USA: Kirche tut sich schwer mit Reformen Obamas
In den USA sorgt das Thema Abtreibung seit dem Amtsantritt von Präsident Barack Obama für Diskussionen. Im Streit um seine Gesundheitsreform hat die Bischofskonferenz bereits mehrmals die Regierung aufgefordert, den Gesetzentwurf neu zu formulieren - sonst könnten, warnen die Bischöfe, Abtreibungen vom Staat bezahlt werden.

Das Weiße Haus hatte dem widersprochen und sich auf das sogenannte Hyde-Amendment berufen. Dieses Gesetz von 1976, nach seinem Initiator Henry J. Hyde benannt, legt fest, dass für Schwangerschaftsabbrüche im Rahmen des staatlichen Medicaid-Krankenversicherungssystems keine Bundesmittel verwendet werden dürfen.

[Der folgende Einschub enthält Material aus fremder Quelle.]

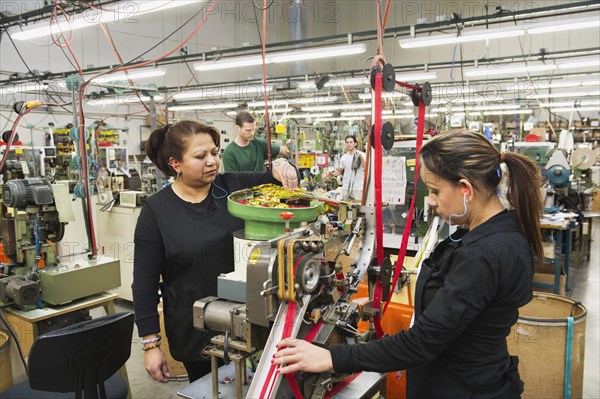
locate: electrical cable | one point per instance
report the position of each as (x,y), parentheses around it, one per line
(14,337)
(16,48)
(128,66)
(531,81)
(266,94)
(24,112)
(114,47)
(208,12)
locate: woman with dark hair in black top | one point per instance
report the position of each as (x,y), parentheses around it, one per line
(184,237)
(468,291)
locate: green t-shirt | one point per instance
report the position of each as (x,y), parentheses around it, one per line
(248,159)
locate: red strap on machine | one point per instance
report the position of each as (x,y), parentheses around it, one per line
(312,333)
(406,232)
(378,291)
(341,386)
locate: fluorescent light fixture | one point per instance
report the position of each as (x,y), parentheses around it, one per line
(335,107)
(317,52)
(555,84)
(232,91)
(205,107)
(122,100)
(282,56)
(493,107)
(273,103)
(336,83)
(233,62)
(118,12)
(405,116)
(311,116)
(568,94)
(500,33)
(509,69)
(411,77)
(364,81)
(347,119)
(575,109)
(291,101)
(510,112)
(466,36)
(384,113)
(393,94)
(560,26)
(480,108)
(564,104)
(583,62)
(20,87)
(314,100)
(133,74)
(273,110)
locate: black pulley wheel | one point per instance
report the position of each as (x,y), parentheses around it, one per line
(374,71)
(426,93)
(6,137)
(415,96)
(308,273)
(389,78)
(387,136)
(385,276)
(18,107)
(372,138)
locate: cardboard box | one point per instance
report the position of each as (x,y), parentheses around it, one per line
(161,120)
(596,201)
(176,369)
(540,132)
(544,273)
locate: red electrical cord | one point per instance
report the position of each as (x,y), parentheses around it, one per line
(266,94)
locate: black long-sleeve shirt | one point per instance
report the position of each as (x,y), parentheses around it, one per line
(189,246)
(463,313)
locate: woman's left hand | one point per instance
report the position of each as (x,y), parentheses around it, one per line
(285,173)
(300,355)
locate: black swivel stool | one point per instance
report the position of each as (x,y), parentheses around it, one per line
(79,361)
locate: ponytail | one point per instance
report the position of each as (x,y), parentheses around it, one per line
(525,197)
(171,141)
(155,149)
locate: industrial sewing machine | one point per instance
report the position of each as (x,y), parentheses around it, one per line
(558,173)
(288,281)
(34,216)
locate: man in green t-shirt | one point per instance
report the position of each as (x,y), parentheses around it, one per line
(248,153)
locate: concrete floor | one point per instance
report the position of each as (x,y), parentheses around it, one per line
(585,287)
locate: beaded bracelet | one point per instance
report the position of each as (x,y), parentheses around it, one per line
(147,348)
(150,340)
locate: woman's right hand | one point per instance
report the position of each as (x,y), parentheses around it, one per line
(155,362)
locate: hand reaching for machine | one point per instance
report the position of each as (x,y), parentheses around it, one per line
(156,365)
(299,355)
(285,173)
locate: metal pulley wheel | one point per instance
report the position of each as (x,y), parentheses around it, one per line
(385,276)
(387,136)
(150,89)
(331,183)
(308,273)
(389,78)
(374,71)
(18,107)
(424,94)
(6,137)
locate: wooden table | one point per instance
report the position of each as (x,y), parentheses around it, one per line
(559,228)
(26,323)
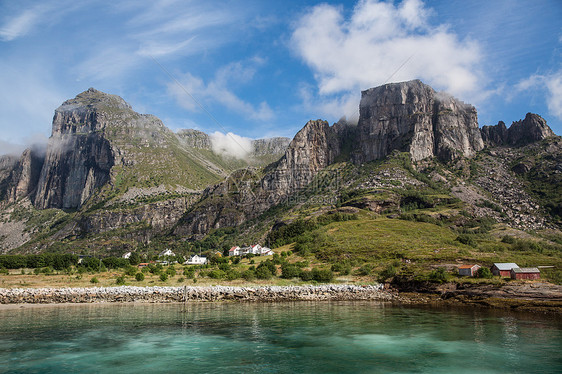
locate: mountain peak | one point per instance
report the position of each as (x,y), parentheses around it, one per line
(93,98)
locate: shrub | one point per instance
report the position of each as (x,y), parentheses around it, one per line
(232,275)
(438,275)
(249,275)
(389,272)
(306,275)
(269,265)
(216,274)
(130,271)
(466,239)
(342,268)
(364,270)
(322,275)
(134,259)
(224,267)
(289,271)
(262,272)
(189,272)
(508,239)
(484,273)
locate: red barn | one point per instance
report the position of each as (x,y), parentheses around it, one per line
(503,269)
(525,273)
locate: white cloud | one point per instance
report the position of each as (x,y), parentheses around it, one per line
(231,145)
(28,98)
(551,85)
(554,98)
(193,88)
(20,25)
(382,42)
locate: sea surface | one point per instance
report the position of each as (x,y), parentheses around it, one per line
(299,337)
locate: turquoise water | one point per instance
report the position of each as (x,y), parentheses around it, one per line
(302,337)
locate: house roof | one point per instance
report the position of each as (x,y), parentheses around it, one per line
(505,265)
(525,270)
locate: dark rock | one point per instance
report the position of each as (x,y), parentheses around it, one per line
(532,129)
(412,117)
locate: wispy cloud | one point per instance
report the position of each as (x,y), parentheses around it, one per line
(28,98)
(382,42)
(21,24)
(218,90)
(550,85)
(231,145)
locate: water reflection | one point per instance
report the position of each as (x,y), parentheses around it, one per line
(321,337)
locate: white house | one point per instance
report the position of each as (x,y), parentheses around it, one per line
(165,253)
(234,251)
(196,260)
(255,249)
(266,251)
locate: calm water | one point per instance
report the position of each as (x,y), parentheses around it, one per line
(343,337)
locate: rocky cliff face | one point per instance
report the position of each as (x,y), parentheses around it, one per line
(195,139)
(20,176)
(529,130)
(79,157)
(412,117)
(270,146)
(244,195)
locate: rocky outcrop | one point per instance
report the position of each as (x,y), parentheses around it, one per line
(270,146)
(184,294)
(195,139)
(495,135)
(529,130)
(21,176)
(314,147)
(412,117)
(246,194)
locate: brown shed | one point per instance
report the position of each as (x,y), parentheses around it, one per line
(468,270)
(503,269)
(525,273)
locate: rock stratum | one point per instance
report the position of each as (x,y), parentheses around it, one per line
(110,171)
(185,294)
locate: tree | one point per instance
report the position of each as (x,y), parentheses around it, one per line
(289,271)
(484,273)
(262,272)
(134,259)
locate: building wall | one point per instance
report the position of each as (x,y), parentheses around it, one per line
(526,276)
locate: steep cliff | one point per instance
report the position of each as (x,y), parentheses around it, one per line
(412,117)
(529,130)
(270,146)
(246,194)
(21,176)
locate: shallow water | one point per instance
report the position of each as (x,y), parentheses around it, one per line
(300,337)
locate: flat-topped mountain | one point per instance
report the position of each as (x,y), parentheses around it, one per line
(113,174)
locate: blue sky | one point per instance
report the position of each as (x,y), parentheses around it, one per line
(264,68)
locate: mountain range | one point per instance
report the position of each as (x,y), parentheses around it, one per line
(111,179)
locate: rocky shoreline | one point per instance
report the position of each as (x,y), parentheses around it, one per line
(182,294)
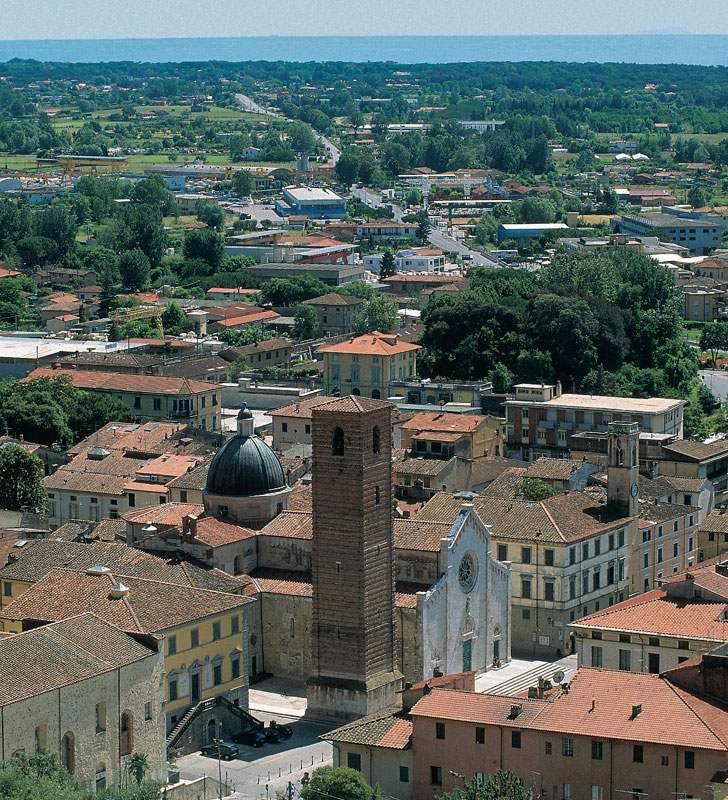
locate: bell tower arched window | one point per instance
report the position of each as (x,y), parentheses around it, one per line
(337,444)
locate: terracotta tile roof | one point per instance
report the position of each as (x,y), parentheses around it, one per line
(563,518)
(39,557)
(414,534)
(82,647)
(376,343)
(407,464)
(218,532)
(715,522)
(150,606)
(302,408)
(164,514)
(444,422)
(353,404)
(290,524)
(657,614)
(118,382)
(393,731)
(334,299)
(504,486)
(669,714)
(697,450)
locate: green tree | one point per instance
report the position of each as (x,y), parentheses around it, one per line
(134,269)
(174,319)
(21,479)
(347,167)
(305,321)
(243,183)
(378,314)
(697,197)
(341,783)
(138,766)
(211,214)
(388,268)
(502,785)
(207,246)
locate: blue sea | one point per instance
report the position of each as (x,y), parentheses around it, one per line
(706,50)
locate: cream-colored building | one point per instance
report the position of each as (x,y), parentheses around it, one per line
(366,365)
(87,691)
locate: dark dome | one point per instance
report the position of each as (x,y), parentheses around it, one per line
(245,466)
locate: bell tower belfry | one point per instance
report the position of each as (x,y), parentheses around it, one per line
(353,649)
(623,467)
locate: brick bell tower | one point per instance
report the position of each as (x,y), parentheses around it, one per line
(353,663)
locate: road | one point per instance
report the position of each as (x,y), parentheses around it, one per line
(260,772)
(447,243)
(254,108)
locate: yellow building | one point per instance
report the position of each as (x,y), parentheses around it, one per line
(366,365)
(443,435)
(204,629)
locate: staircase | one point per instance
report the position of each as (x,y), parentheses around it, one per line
(207,705)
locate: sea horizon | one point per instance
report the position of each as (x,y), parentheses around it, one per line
(654,48)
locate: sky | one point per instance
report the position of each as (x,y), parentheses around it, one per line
(117,19)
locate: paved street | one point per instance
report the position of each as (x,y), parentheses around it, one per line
(447,243)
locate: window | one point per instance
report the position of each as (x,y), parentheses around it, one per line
(100,717)
(126,734)
(337,443)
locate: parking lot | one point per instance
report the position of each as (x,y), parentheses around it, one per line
(260,772)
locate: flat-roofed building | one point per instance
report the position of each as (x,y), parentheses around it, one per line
(541,421)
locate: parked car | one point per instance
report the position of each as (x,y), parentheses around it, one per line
(227,751)
(251,737)
(278,733)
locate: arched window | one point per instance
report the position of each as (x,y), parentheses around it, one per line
(68,751)
(126,733)
(337,445)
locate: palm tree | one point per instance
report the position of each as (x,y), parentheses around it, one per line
(138,766)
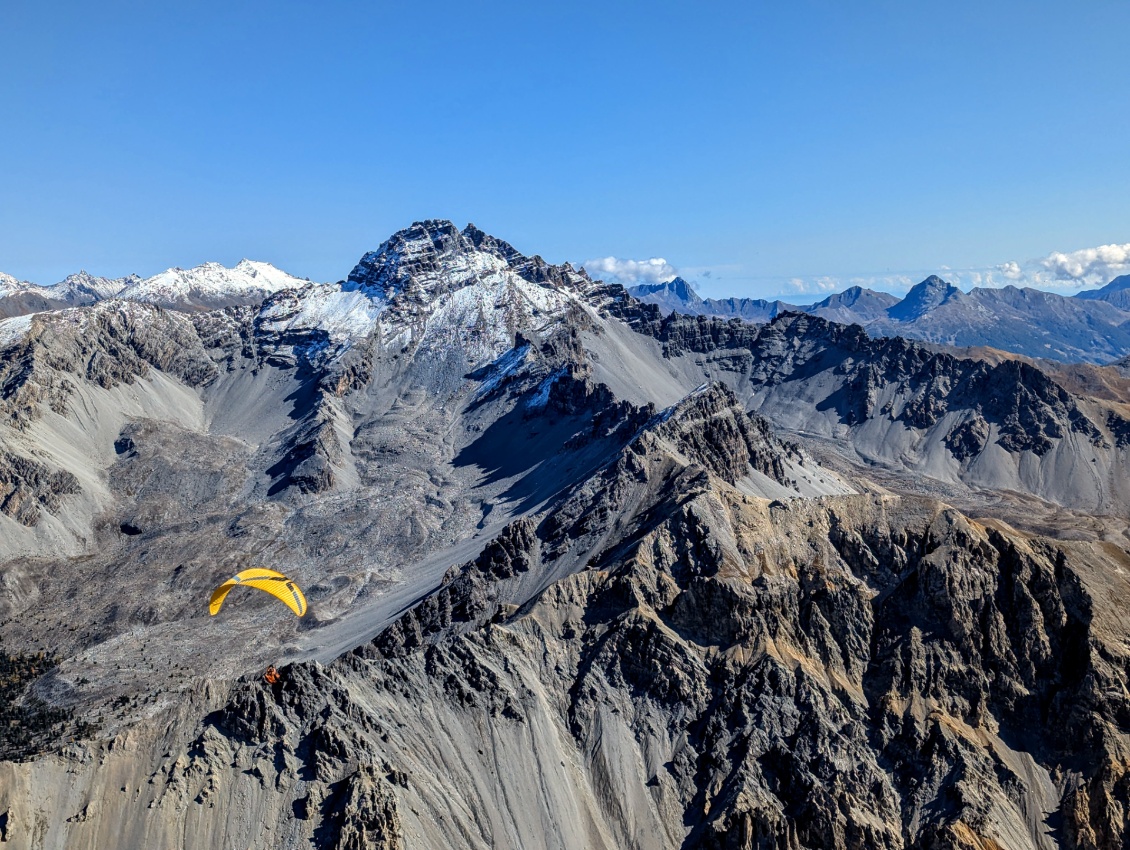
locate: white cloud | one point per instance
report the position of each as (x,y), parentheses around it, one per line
(1089,265)
(655,270)
(822,285)
(1011,270)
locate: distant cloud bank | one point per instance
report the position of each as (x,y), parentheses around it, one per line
(655,270)
(1058,271)
(1091,265)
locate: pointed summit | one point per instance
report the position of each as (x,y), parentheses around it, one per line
(674,295)
(923,297)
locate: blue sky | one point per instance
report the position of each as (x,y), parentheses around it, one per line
(758,148)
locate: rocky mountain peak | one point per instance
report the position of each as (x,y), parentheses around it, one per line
(928,295)
(433,258)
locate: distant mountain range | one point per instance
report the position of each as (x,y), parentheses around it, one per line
(208,286)
(1092,327)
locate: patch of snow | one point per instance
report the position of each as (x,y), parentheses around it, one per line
(344,314)
(211,282)
(540,397)
(12,330)
(502,369)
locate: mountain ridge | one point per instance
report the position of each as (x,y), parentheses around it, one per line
(580,574)
(1089,327)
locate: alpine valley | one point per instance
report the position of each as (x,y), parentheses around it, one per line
(583,572)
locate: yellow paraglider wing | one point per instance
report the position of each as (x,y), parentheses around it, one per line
(275,583)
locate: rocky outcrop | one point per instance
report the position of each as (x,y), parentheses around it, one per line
(107,345)
(27,488)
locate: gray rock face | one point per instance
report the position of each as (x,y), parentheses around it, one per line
(957,421)
(1089,328)
(567,587)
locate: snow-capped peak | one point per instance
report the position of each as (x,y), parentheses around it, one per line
(432,287)
(11,285)
(213,285)
(86,288)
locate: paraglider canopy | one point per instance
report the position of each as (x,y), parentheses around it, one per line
(275,583)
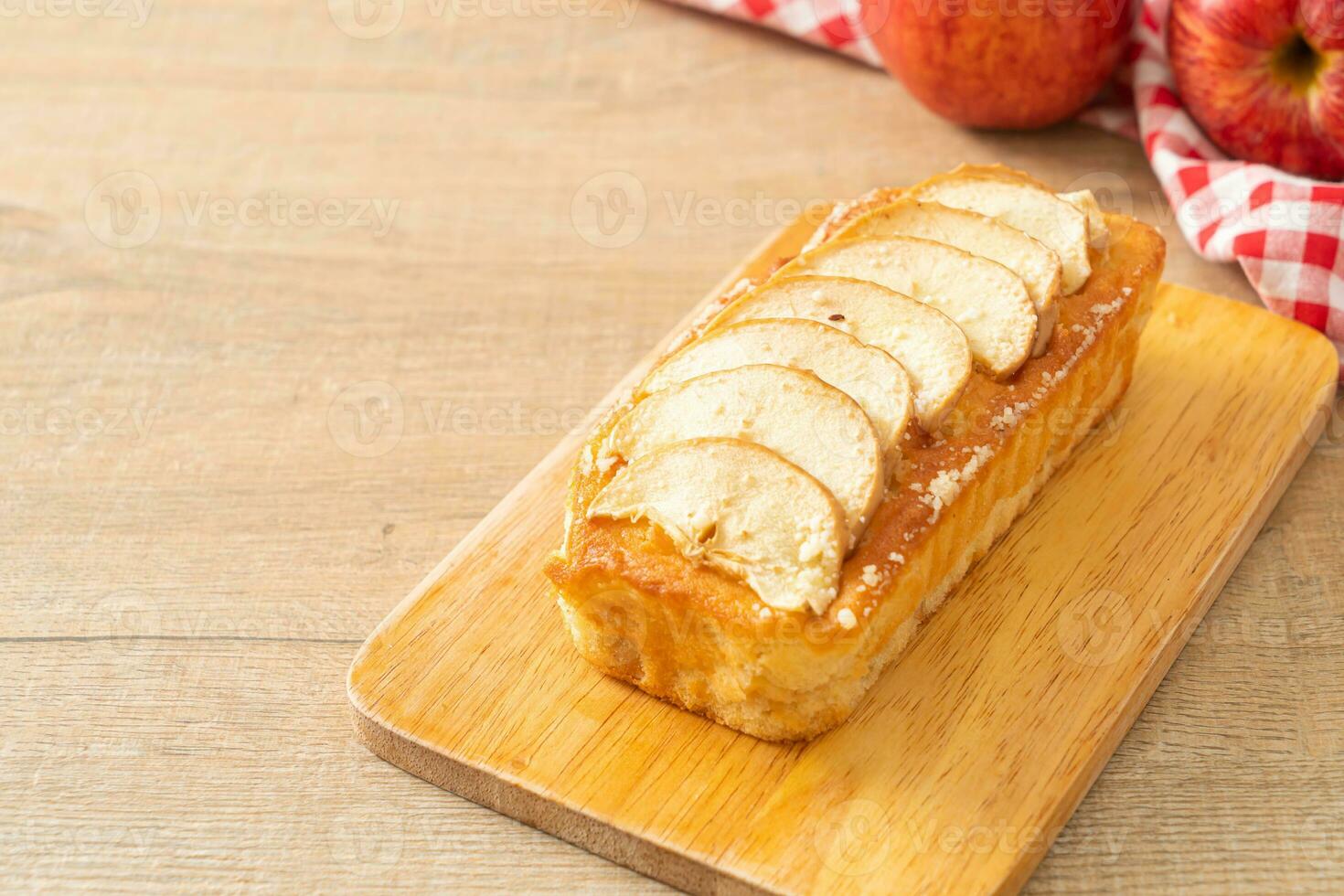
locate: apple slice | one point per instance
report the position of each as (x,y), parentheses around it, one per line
(1032,261)
(1098,234)
(792,412)
(869,375)
(995,191)
(740,508)
(928,344)
(984,298)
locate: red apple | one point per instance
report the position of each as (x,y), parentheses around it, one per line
(1265,80)
(1003,63)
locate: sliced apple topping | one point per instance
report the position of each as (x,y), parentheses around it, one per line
(741,508)
(1032,261)
(1098,234)
(995,191)
(984,298)
(792,412)
(928,344)
(866,374)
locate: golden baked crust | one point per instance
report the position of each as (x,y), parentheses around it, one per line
(684,632)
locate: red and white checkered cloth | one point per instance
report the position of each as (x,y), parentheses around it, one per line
(1284,229)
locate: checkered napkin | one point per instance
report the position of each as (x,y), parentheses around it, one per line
(1285,231)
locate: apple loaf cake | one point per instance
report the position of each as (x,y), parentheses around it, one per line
(760,528)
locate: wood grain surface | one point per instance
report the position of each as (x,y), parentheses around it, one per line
(180,597)
(963,763)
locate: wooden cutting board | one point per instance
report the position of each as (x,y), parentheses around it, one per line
(966,758)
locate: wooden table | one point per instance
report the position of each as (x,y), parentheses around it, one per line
(286,311)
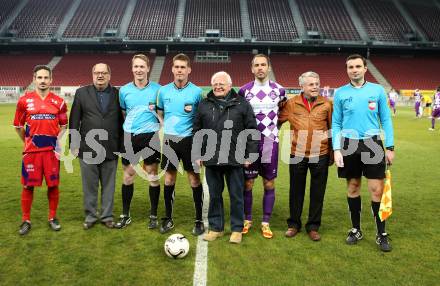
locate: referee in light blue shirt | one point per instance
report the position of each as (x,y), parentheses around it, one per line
(141,137)
(177,104)
(360,113)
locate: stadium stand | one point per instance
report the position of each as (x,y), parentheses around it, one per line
(7,7)
(16,70)
(239,68)
(382,20)
(427,17)
(39,18)
(93,17)
(331,69)
(271,20)
(211,14)
(329,18)
(76,69)
(148,22)
(409,72)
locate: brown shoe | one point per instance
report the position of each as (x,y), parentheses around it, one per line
(314,235)
(235,237)
(108,224)
(291,232)
(212,235)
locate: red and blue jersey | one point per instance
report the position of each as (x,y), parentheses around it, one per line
(41,119)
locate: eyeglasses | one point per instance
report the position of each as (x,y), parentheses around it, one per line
(100,73)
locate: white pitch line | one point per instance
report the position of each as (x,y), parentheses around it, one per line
(201,264)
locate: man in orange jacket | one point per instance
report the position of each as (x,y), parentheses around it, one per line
(310,117)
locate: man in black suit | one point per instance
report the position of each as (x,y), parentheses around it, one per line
(97,117)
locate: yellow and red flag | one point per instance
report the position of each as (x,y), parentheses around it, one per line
(386,209)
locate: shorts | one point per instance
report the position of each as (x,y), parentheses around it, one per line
(145,146)
(363,157)
(267,163)
(37,164)
(174,150)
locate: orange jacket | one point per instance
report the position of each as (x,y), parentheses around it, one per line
(309,130)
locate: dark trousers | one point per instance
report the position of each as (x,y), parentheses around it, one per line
(318,183)
(92,175)
(215,178)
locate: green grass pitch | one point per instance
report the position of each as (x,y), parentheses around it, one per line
(134,256)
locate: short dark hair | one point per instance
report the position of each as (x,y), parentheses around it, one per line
(356,56)
(261,56)
(42,67)
(182,57)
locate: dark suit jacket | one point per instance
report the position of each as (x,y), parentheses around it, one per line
(86,115)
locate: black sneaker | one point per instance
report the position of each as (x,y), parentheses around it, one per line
(199,228)
(167,225)
(153,222)
(382,240)
(354,236)
(123,221)
(54,224)
(25,227)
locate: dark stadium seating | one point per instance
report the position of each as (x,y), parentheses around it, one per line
(40,18)
(329,18)
(427,17)
(16,70)
(93,17)
(148,22)
(239,68)
(331,69)
(382,20)
(271,20)
(409,72)
(76,69)
(7,7)
(212,14)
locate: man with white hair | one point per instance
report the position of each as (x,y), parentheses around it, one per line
(310,117)
(223,115)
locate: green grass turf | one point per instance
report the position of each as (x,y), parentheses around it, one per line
(134,256)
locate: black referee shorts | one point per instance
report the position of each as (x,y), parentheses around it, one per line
(363,157)
(145,146)
(174,150)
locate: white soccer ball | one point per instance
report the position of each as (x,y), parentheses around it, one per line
(176,246)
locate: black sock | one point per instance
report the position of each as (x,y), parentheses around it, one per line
(168,195)
(198,201)
(154,199)
(380,225)
(355,206)
(127,195)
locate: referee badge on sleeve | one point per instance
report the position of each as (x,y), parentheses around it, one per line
(188,108)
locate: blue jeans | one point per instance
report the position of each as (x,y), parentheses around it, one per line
(215,177)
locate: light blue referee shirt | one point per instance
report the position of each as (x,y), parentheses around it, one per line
(140,107)
(179,107)
(360,113)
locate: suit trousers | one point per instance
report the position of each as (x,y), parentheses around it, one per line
(215,178)
(318,182)
(92,175)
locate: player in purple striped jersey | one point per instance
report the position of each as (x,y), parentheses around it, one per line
(392,97)
(435,109)
(418,102)
(265,97)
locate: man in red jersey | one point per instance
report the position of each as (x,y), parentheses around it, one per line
(39,118)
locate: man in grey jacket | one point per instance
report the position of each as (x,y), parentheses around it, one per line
(228,120)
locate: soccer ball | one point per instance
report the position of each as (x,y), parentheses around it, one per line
(176,246)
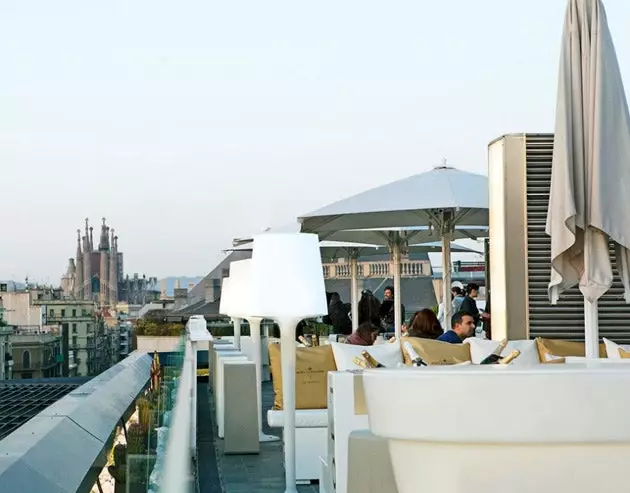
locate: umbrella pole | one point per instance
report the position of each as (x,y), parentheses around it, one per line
(591,329)
(446,279)
(354,294)
(397,293)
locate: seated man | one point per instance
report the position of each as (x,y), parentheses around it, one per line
(365,335)
(462,327)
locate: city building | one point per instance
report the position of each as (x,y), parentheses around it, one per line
(85,340)
(6,356)
(36,355)
(97,273)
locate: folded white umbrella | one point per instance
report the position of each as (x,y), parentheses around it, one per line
(590,182)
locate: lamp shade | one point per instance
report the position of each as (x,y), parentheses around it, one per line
(225,300)
(241,288)
(287,279)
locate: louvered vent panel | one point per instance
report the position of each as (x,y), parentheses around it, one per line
(566,319)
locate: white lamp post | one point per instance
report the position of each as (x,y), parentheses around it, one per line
(288,286)
(240,275)
(226,307)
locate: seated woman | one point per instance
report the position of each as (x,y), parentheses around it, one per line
(365,335)
(424,324)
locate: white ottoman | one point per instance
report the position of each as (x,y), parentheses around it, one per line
(562,428)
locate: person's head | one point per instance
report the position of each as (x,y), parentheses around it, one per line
(472,290)
(388,294)
(425,324)
(369,308)
(463,324)
(368,332)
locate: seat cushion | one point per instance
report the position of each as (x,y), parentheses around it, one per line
(311,376)
(559,347)
(482,348)
(388,355)
(304,418)
(437,352)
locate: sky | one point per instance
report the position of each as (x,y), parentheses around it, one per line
(189,123)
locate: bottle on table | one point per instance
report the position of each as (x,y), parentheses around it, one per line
(510,357)
(494,357)
(371,361)
(416,360)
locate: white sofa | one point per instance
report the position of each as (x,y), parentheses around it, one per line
(346,413)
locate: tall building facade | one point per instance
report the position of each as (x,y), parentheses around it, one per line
(96,273)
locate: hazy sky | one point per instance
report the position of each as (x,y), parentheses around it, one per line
(187,123)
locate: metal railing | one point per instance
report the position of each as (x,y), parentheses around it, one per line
(180,447)
(381,268)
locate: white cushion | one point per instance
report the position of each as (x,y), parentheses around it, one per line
(304,418)
(388,355)
(612,349)
(482,348)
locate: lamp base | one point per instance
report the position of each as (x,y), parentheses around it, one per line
(262,438)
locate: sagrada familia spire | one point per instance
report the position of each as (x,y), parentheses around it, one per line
(94,274)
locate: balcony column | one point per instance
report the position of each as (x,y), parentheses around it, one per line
(395,247)
(447,237)
(354,289)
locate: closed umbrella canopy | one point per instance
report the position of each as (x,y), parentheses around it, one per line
(590,182)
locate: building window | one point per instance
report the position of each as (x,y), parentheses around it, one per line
(26,359)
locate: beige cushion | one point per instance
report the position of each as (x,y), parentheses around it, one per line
(560,348)
(311,378)
(437,352)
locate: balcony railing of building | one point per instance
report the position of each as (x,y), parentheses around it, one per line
(381,268)
(18,366)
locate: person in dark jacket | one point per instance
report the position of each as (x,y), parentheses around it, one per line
(424,324)
(369,308)
(469,305)
(338,315)
(387,310)
(365,335)
(462,327)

Papst Benedikt XVI. hatte in der Vergangenheit das Abtreibungsrecht der USA wiederholt scharf kritisiert.  Eine Gesellschaft, die Werte wie die Menschenrechte propagiere, anderseits jedoch radikal gegen diese verstoße, entbehre einer stabilen Grundlage, so Benedikt mit einem Zitat aus der Enzyklika "Evangelium vitae" seines Vorgängers Johannes Paul II.. Im Hinblick auf das liberale Abtreibungsrecht der USA wies er auf den "untrennbaren Zusammenhang zwischen der Ethik des Lebens und jedem anderen Aspekt sozialer Ethik" hin.